I know from experience that nothing calls attention to rowdy
children more than a parent going mental trying to rein them in, and that it's
usually the parent, not the children, who ends up looking worse to everyone
else. In public, you're actually best off keeping a "ha-ha aren't they
adorable" demeanour even if you actually want to throttle them into
behaving like automatons. So beyond a few well-placed admonishments and
suggestions that they help me find [ginger/red peppers/flour], I tried to
ignore them and just be glad everyone was having fun - though by now the the
fun was veering worryingly towards hopped-up-on-Twinkies levels. We passed a
middle-aged couple on the way down the veg aisle and the man's eyes twinkled as
he said with a smile "You know they're just way too cute, don't you?"
I told him he could have them, but at least they were happy.
I could tell by the over-hyped happy that we were probably
just a few minutes from meltdown.

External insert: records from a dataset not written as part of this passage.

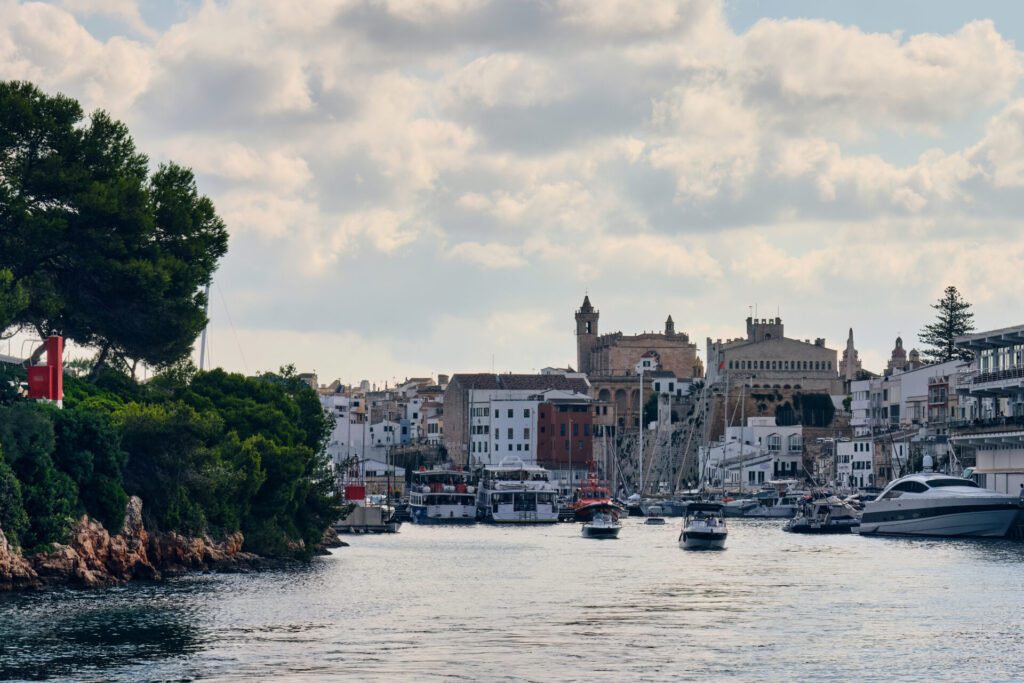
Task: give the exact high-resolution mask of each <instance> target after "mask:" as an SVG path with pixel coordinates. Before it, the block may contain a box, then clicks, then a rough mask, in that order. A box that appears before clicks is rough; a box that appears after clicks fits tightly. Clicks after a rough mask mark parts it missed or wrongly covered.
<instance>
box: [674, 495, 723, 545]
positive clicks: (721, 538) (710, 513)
mask: <svg viewBox="0 0 1024 683" xmlns="http://www.w3.org/2000/svg"><path fill="white" fill-rule="evenodd" d="M728 533H729V530H728V528H727V527H726V525H725V517H724V516H723V515H722V504H721V503H690V504H689V505H688V506H687V508H686V516H685V517H684V518H683V530H682V532H681V533H680V535H679V547H680V548H683V549H685V550H722V549H723V548H725V540H726V538H727V537H728Z"/></svg>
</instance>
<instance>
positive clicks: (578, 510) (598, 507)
mask: <svg viewBox="0 0 1024 683" xmlns="http://www.w3.org/2000/svg"><path fill="white" fill-rule="evenodd" d="M599 513H603V514H611V515H614V516H615V517H622V516H624V515H626V510H625V509H624V508H622V507H620V506H617V505H615V504H614V503H611V502H601V503H592V504H589V505H581V506H579V507H577V508H573V514H574V516H575V520H577V521H578V522H589V521H592V520H593V519H594V515H595V514H599Z"/></svg>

It arrived at the self-checkouts (such hubris
even trying that, but the lines for the cashiers were long) when, after Mabel
got to press the buttons for three vegetables, I let Dash do the bagels. (We
were buying some others, not just weighing the invisible ones.) Sunshine turned
to rain in a flash, as it does with my Mabel, and there was shouting and
insubordination. Luckily, I suggested she sit in the now empty trolley, and she
got in there and hid her face, but continued to yell at us, cruel deniers of
button-pushing joy.
We got out, we got into the car, we went home and had lunch.
What was my point, exactly? Well, it was to tell the story of our
almost-right-up-to-the-end successful trip to the supermarket, but also to
illustrate how trying to keep up appearances (having well-behaved kids in the
supermarket) tends to backfire, until it doesn't, but you're done for anyway
and there's really no graceful exit strategy because children are, to all
intents and purposes, wild beings. We are here to civilise them, but it's a
long and winding road. They're still a work in progress.